The initial research was done at the Sandia National Solar Thermal Test Facility in New Mexico. The first large-scale commercial application of the technology was at the 50 MW Andasol CSP in Spain which came on-line in March, 2009. The Solana CSP plant commissioned in the fall of 2013 in Arizona includes the largest TES facility deployed to date, able to produce 280 MW of electricity for up to 6 hours after sunset.

Excess wind or solar generated electricity can be used to heat the molten salt to a temperature of more than 1,000 degrees Fahrenheit using industrial electric heating elements. During peak demand periods the molten salt would be circulated through a heat exchanger to transform water into the steam required to power conventional steam turbines. The infrastructure to support the conversion of thermal to electrical energy by means of steam turbines exists at every coal-fired electrical generating station which allows the re-use of these very expensive components with only minimal modifications.

Both the heating of the molten salt and the use of molten salt to generate electricity using steam turbines are proven technologies that are deployed today. By integrating Thermelectric Power into an existing coal-fired generation station it would be possible to phase out the burning of coal as more and more wind or solar generation is developed. This approach would also maintain energy security because it would be possible to switch the power source back to coal for short periods of time to deal with extended periods of calm winds. This dual source approach minimizes both CO2 emissions as well as any risk of power failures on a grid where the primary sources of electricity are renewable.

The cost to implement molten salt storage at an existing coal-fired plant would be $250-$350/kwh. This is less than the cost of utility scale battery storage. More importantly molten salt storage does not suffer degradation in capacity over time. The molten salt can be heated and cooled over and over again so that the service life of this technology is measured in decades.

When considering the relative cost of energy storage systems it is necessary to understand what the “worst case” scenario is. Electricity is of such fundamental importance to modern society that power outages lasting more than a few hours can be literally life-threatening.
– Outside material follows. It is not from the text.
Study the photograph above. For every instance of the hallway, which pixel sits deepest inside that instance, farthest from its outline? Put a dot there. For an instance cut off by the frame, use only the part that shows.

In latitudes north of about 35 degrees wind power will be a critical energy resource at peak demand times in the evening and night especially during the winter. That reality demands that we consider what the “100 year calm” looks like. It would certainly be 3-5 days. What if it is 1-2 weeks? Energy storage capacity to handle a two week calm using any technology known today would be impossibly expensive. Molten salt storage together with the ability to revert to burning coal is really one of the only viable solutions.
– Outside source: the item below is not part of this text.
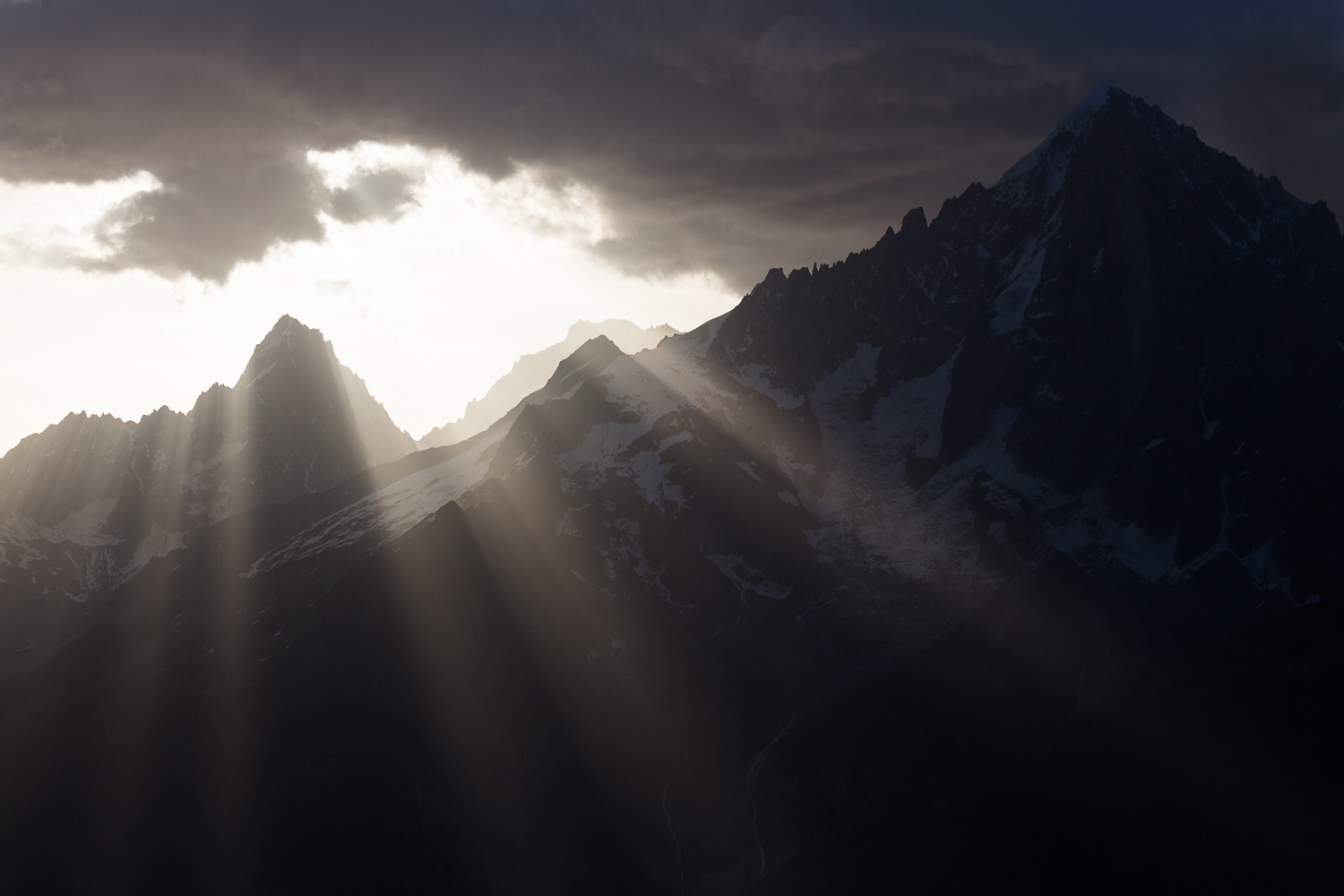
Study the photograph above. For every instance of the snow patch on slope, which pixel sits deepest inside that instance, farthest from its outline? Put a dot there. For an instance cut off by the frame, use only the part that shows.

Thermelectric Power could transform the more than 500 coal-fired generating stations in the U.S. into “green” energy sources. The alternative, being actively pursued by organizations such as the Sierra Club, is to simply shut coal plants down.

As rate-payers, tax-payers, and advocates for a sustainable energy future we have a choice to make.

We can demand that coal plants be decommissioned and dismantled at a cost of billions of dollars. That choice would require the construction of natural gas-fired plants or nuclear plants with approximately the same generation capacity in order to handle peak loads in the evening when winds are calm – construction that would require more billions of dollars and would continue to emit vast amounts of CO2 annually.

Or we can consider converting coal plants to Thermelectric Power which would dramatically reduce the amount of coal being burnt to generate electricity. Coal would only be used as a fuel when electricity generation from renewable sources was not available for extended periods of time. But the flip side of that is that coal could be used in that way to back up renewable generation. As a result we could develop as much wind and solar energy as we wanted without worrying about dealing with excess when demand is low and without worrying about destabilizing the grid.

A future fueled by renewable energy is possible using technology that is available today. We just need to want it enough to make it happen.